Lejos de dar cualquier tipo de tregua, la crisis que vive el mercado de deuda se acentúa y marca nuevos récords. Y de nuevo -y aunque ningún título escapa a la presión por la renta fija- los bonos con rentabilidades a plazos más largos son los que más preocupación generan.
En esta ocasión el bono estadounidense a 30 años vuelve a ser el protagonista. El interés del 30-Year Treasury o long bond -como se conoce a esta referencia- acaba de cumplir dos meses por encima del 5%. Lleva desde el pasado 7 de julio superando dicho umbral y ya acumula 62 días por encima del mismo.
Con este hito, el bono de EEUU a 30 años también supera la última gran racha de referencia por encima de este nivel, la del 2007. En aquella ocasión la rentabilidad del papel se mantuvo por encima del 5% desde el 25 de mayo hasta el 25 de julio, un total de 61 días.
En dicho intervalo, el interés del papel estadounidense a 30 años llegó a tocar el 5,395%. Es el último máximo que tiene como referencia el long bond tras las últimas alzas y que no ha llegado a superar aún en este ciclo alcista, donde el pico se ha situado en el 5,31%.
Para superar un nuevo récord en lo que a racha de interés por encima del 5% se refiere hay que remontarse un año atrás. El bono de EEUU a 30 años se mantuvo por encima de dicha cota entre el 12 de abril y el 3 de agosto de 2006. En total acumuló 113 días superando este nivel.
A diez años
Por otro lado, y aunque la mayor presión de la actual tormenta en el mercado de deuda recae en los tramos más largos de la curva de tipos, es decir, en los bonos a más largo plazo, la rentabilidad del bono estadounidense a 10 años se aproxima, poco a poco, al 5%.
De hecho, el interés de este tipo de papel está a unos 20 puntos básicos de alcanzar dicho umbral. Por el momento coquetea con el 4,8% y en este tiempo ha llegado a alcanzar máximos desde hace casi tres años tras repuntar un 8% desde julio.
En octubre de 2023 llegó a tocar el 4,9% y acumuló catorce días por encima del 4,8%. La rentabilidad del bono estadounidense a una década no alcanza el 5% desde julio de 2007.
Con todo, los analistas siguen insistiendo en diferenciar los catalizadores de los bonos a distintos vencimientos.
Como explican desde XTB, aunque la presión en el mercado de deuda responde a un "componente global", en los tramos cortos -es decir, en los bonos a más corto plazo- dominan las expectativas sobre los bancos centrales.
Por el contrario, la rentabilidad de los bonos a plazo más largo no sólo depende de esta guía -que también- si no que, además, está condicionada por otros factores como los déficits públicos, las crecientes necesidades de emisión de deuda y la prima exigida por prestar dinero durante décadas, es decir, el extra que exigen los inversores por dejar dinero con un horizonte temporal tan amplio.
En este sentido, Mabrouk Chetouane, el analista global de mercados de Natixis advierte de que los factores que determinan el rumbo de los mercados de deuda globales en la actualidad no son favorables.
Así, el analista señala que los inversores han perdido el forward guidance de los bancos centrales -la orientación futura de intención de decisiones sobre política monetaria-, que las expectativas de una inflación creciente siguen en aumento con el desarrollo de la guerra en Irán y la reaparición constante de tensiones en Oriente Próximo y que el crecimiento mundial no muestra signos de desaceleración.
Esto genera una continua necesidad de financiación para los Estados, que ya se ha visto materializada en los déficits de las grandes economías mundiales.
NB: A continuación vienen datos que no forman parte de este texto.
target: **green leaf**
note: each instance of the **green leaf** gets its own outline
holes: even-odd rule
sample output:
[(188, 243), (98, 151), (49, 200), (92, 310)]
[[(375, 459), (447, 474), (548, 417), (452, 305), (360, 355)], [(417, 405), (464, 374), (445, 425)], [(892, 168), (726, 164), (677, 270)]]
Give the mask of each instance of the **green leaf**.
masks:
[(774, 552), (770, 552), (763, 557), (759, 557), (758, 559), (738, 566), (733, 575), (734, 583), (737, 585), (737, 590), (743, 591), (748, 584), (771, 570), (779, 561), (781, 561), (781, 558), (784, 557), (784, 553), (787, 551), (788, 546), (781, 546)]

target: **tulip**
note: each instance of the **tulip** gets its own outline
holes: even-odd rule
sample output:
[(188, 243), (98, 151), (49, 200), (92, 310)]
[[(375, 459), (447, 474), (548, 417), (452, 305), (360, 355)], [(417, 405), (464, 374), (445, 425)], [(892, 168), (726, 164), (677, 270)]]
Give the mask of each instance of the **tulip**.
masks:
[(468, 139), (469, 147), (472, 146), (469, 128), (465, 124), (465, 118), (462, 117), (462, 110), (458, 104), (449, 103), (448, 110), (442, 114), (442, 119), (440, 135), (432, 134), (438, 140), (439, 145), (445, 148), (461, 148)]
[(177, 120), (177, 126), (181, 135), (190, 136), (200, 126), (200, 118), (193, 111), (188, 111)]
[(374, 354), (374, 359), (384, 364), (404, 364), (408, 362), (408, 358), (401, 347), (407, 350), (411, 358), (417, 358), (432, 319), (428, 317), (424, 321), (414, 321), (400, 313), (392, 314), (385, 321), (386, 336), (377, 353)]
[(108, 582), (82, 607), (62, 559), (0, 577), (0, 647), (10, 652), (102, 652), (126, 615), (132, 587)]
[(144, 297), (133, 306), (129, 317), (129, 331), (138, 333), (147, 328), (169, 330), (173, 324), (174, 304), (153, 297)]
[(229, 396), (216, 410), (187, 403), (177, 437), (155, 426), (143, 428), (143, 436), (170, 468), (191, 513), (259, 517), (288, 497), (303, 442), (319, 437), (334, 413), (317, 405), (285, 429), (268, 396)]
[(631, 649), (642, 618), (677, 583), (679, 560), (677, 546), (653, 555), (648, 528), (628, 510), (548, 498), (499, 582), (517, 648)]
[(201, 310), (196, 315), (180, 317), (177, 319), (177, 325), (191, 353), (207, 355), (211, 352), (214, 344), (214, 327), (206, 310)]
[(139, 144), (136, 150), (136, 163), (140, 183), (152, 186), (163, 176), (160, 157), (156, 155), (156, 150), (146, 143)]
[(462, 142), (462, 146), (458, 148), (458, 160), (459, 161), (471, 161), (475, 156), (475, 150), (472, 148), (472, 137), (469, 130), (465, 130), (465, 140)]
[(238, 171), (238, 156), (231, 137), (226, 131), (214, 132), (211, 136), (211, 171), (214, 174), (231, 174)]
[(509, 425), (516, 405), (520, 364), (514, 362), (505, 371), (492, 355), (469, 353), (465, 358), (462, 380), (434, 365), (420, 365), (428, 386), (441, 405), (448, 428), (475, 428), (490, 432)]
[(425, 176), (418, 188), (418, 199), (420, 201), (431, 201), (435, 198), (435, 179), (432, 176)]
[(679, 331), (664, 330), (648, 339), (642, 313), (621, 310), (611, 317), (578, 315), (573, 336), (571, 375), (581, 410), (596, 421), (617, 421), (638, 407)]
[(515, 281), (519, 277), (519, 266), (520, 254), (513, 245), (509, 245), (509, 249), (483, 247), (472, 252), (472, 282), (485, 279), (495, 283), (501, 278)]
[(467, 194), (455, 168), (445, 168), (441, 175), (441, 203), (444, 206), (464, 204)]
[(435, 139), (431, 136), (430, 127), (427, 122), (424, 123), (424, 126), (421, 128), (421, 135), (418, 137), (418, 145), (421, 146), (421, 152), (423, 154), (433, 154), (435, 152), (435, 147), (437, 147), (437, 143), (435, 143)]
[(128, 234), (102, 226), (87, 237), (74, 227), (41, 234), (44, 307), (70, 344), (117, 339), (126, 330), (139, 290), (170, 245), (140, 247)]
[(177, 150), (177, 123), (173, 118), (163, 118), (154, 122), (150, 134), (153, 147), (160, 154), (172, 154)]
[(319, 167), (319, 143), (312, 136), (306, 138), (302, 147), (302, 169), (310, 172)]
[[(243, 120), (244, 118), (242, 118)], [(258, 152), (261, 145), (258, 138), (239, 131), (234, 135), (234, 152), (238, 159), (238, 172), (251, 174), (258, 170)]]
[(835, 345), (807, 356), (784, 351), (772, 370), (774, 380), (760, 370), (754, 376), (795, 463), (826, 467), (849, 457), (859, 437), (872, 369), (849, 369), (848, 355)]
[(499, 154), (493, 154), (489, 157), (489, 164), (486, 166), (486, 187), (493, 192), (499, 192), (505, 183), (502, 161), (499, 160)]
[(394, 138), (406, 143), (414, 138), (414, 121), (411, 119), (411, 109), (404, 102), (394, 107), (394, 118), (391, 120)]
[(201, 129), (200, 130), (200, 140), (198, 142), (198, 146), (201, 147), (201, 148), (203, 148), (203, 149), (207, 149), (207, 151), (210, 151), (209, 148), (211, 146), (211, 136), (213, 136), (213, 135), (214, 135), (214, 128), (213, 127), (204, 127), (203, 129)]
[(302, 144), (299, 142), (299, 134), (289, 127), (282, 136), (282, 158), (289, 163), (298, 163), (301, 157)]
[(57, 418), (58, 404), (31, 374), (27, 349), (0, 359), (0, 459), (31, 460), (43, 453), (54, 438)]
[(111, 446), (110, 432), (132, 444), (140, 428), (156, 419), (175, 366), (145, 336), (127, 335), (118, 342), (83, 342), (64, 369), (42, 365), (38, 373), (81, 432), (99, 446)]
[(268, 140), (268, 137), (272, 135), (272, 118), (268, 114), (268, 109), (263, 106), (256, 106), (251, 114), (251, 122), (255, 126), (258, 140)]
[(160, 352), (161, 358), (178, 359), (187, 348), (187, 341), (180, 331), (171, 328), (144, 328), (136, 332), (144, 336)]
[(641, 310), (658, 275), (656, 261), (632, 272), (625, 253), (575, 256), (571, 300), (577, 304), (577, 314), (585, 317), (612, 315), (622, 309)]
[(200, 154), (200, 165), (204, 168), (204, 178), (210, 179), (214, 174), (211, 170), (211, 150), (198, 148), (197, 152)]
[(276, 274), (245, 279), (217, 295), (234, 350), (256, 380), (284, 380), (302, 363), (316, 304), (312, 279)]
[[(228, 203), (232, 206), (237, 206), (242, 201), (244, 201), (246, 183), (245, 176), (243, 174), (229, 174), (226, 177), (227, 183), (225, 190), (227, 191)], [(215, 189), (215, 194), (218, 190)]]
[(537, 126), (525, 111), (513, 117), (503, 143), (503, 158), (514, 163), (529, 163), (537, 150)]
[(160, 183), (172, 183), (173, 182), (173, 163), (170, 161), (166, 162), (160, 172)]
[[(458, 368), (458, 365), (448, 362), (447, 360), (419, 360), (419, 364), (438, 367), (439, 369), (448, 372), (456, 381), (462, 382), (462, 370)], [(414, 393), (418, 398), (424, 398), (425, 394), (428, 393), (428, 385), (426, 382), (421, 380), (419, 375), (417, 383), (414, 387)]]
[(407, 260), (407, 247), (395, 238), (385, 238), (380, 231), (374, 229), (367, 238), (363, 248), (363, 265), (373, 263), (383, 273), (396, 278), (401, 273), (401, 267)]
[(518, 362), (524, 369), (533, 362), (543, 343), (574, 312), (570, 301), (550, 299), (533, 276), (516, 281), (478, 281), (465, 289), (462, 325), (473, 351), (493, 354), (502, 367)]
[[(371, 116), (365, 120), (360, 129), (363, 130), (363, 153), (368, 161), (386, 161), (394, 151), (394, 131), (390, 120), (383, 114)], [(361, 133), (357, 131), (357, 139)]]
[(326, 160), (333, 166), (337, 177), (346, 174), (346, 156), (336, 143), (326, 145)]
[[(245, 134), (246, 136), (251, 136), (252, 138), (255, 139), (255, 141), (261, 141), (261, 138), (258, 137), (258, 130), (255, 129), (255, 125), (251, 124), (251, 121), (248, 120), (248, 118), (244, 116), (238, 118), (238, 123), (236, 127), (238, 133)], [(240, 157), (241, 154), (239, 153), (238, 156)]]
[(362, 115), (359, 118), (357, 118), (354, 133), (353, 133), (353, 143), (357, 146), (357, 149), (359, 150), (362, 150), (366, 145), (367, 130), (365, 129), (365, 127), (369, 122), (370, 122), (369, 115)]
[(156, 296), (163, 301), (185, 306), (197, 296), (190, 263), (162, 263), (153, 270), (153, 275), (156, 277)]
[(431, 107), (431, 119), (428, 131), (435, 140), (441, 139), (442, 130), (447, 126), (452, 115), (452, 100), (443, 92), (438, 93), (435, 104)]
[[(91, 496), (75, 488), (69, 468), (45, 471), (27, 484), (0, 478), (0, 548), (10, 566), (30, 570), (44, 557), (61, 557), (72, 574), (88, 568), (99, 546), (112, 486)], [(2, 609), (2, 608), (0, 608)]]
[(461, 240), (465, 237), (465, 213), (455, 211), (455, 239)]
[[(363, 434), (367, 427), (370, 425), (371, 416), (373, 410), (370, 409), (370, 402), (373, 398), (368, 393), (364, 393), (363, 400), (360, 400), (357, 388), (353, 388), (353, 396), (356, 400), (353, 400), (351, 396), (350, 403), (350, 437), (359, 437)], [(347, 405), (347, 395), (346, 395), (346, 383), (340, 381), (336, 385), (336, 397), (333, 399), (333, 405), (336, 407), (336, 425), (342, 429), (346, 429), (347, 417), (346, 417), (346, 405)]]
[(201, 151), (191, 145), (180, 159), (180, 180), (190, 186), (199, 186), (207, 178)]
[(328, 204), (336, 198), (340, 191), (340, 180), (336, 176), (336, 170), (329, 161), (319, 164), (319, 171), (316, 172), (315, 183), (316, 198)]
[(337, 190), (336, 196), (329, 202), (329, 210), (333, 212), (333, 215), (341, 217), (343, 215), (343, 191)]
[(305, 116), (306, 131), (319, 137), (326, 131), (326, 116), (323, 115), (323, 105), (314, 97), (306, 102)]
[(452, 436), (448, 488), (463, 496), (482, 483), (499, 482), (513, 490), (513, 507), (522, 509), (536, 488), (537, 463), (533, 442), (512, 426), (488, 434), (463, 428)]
De hecho, la deuda estadounidense ha superado la barrera de los 40 billones de dólares por primera vez en su historia.
Con todo, desde la gestora apuntan a un factor añadido, la aparición de nuevos emisores de deuda. Las tecnológicas estadounidenses buscan financiar sus grandes inversiones en IA y esto presiona al alza la rentabilidad de la deuda pública porque emisores públicos y privados compiten por captar un mismo ahorro.